When she had been 静かな for a long time, the 未亡人 and Susan's servant (機の)カム 負かす/撃墜する to look at her; they had been enjoying tea and scones, with raspberry jam and cream. Without comment they had sat 負かす/撃墜する together, 製図/抽選 the curtains across the rain. They were exhausted and ate and drank with avidity. What they had done had been partly the result of long planning and partly inspiration arising from the moment. Some 力/強力にする, they did not 関心 themselves with the 指名する of it, had 配達するd their enemy into their 手渡すs and they had richly used their 適切な時期. Her 団体/死体 封鎖するd the door, but Curtis soon had it 押し進めるd aside. Mrs. Rue held a lamp and lowered this to 星/主役にする 負かす/撃墜する at what lay across the steps.

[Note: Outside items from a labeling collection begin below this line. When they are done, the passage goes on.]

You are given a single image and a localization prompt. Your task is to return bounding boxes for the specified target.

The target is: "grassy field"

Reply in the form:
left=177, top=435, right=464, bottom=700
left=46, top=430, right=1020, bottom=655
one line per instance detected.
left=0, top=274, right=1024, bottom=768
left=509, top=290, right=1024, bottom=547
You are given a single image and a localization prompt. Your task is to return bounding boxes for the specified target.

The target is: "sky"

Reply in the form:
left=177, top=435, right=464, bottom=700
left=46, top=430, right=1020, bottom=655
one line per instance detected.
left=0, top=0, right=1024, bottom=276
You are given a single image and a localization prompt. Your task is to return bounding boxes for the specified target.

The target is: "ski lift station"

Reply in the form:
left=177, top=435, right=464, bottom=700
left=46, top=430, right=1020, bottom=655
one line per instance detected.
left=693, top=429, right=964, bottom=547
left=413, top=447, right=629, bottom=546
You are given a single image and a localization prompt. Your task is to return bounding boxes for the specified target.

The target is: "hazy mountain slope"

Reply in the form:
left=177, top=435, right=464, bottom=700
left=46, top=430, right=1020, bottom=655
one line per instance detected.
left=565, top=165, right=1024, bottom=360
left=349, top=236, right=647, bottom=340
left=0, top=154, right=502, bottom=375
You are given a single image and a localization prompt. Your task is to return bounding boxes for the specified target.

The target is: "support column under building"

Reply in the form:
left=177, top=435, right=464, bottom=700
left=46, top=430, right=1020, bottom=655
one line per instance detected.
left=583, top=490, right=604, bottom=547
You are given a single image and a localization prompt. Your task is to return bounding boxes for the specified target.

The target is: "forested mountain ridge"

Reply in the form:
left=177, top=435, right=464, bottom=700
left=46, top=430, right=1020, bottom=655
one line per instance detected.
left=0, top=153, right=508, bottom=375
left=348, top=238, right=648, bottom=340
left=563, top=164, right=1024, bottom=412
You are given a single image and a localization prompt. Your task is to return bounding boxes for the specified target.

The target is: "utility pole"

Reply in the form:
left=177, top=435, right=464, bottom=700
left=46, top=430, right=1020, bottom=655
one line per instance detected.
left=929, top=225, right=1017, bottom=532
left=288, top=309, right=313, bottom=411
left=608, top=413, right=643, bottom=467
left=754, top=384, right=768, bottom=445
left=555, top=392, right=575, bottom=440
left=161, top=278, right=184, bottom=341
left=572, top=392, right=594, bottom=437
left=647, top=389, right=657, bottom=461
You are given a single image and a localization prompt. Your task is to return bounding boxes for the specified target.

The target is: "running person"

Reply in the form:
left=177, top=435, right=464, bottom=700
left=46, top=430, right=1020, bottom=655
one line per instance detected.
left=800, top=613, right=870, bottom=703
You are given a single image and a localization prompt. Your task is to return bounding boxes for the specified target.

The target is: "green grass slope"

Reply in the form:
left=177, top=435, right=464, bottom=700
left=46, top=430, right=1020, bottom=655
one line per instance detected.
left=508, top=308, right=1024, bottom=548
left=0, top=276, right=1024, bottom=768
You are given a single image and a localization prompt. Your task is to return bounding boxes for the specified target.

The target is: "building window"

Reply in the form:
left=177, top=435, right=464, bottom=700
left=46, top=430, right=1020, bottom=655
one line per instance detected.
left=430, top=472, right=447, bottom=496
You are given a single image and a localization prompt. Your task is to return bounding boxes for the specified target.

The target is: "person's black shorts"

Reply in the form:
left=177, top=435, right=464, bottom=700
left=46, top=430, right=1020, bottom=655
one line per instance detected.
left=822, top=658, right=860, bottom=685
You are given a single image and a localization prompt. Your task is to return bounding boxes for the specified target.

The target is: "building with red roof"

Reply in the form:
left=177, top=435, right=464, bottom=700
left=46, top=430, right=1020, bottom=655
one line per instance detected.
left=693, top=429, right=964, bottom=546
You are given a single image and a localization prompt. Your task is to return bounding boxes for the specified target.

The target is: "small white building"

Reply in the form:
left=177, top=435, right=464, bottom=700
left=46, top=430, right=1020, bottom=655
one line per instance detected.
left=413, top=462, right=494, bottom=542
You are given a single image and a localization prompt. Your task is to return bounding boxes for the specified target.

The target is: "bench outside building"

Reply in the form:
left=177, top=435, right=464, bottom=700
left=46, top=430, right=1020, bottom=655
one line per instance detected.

"Feel her wrist and her heart, Curtis."
"No need, ma'am. I don't want to wet my dress. She's dead—look at her 直面する."
"Yes, I see," said Mrs. Rue, lowering the lamp and peering. "What shall we say to the police?"
"The truth, that's always best, if one can—yet we needn't say anything. Knowing she'd betrayed him, she thought he was に引き続いて her and died of fright. The doctor will find that—heart 失敗."
"And we didn't hear anything, Curtis?"
"We didn't hear anything. How should we?—with the rain coming 負かす/撃墜する, and the 勝利,勝つd, too—And who is to know she 叫び声をあげるd?"